Потрясенная, я смотрела на него.
— Что заставило тебя это предположить?
Он пожал плечами.
— Я не думаю, что смогу вынести еще и это. И это убьет Хлою.
— Хлою?
— Она очень много значит для меня.
Саша уехал на север прежде, чем я решилась прикоснуться к вещам Мэг. Перед отъездом он дал мне свое согласие:
— Пожалуйста… пожалуйста, ты сделаешь это? Я доверяю тебе.
В спальне Мэг пахло, как в нежилом помещении, но вещи лежали в беспорядке, словно она вышла отсюда секунду назад. Неудивительно, что здесь ее присутствие ощущалось сильнее, чем в любом другом месте. Я подняла с пола ярко-розовый шарф, один из ее фаворитов. Легкий запах задержался на ткани, я резко села на кровать. Мы так перепутались с Мэг, так переплелись. Она стала частью меня, темной, противоречивой стороной, но и чем-то большим.

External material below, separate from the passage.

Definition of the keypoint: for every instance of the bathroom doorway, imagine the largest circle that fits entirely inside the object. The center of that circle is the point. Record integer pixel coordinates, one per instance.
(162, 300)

Я складывала дорогой шелк и так и этак.
Дверца шкафа была приоткрыта, и платья Мэг выглядывали из него, словно встревоженные зрители. Саша в кожаной куртке улыбался с фотографии около пустой постели. На тумбочке лежала книга, и я подняла ее: пособие по самопомощи с сообщением, что обезвредить страх можно только, почувствовав его. Мэг заложила это место открыткой. Открытка от Хлои из Австралии. «Здесь здорово, — писала она. — Надеюсь, у тебя все хорошо. Целую, скучаю».
Я тосковала по своей дочери. По ее беспорядку, по ее внезапной грубости временами, проблесками интересной внутренней жизни. По ее «ой, мама, ты такая грустная». Я так не хотела верить, что она далеко сейчас и не может участвовать в жизни семьи.
Саша овладел собой в беспорядке и путанице собственных чувств, и я должна была сделать то же самое. Когда дело доходило до Мэг, я реагировала так же болезненно и тревожно, как он. И всегда буду. Тем не менее, я должна была сделать все возможное, чтобы не вспоминать ее в негативном ключе. Я должна была признать, что Мэг по-своему тяжело боролась, чтобы не дать тоске сокрушить ее.
Ее комната изменилась — чистота, воздух, пустота. Я отдернула портьеру и громко сказала:
— Я буду скучать по тебе, Мэг. Ты мне веришь?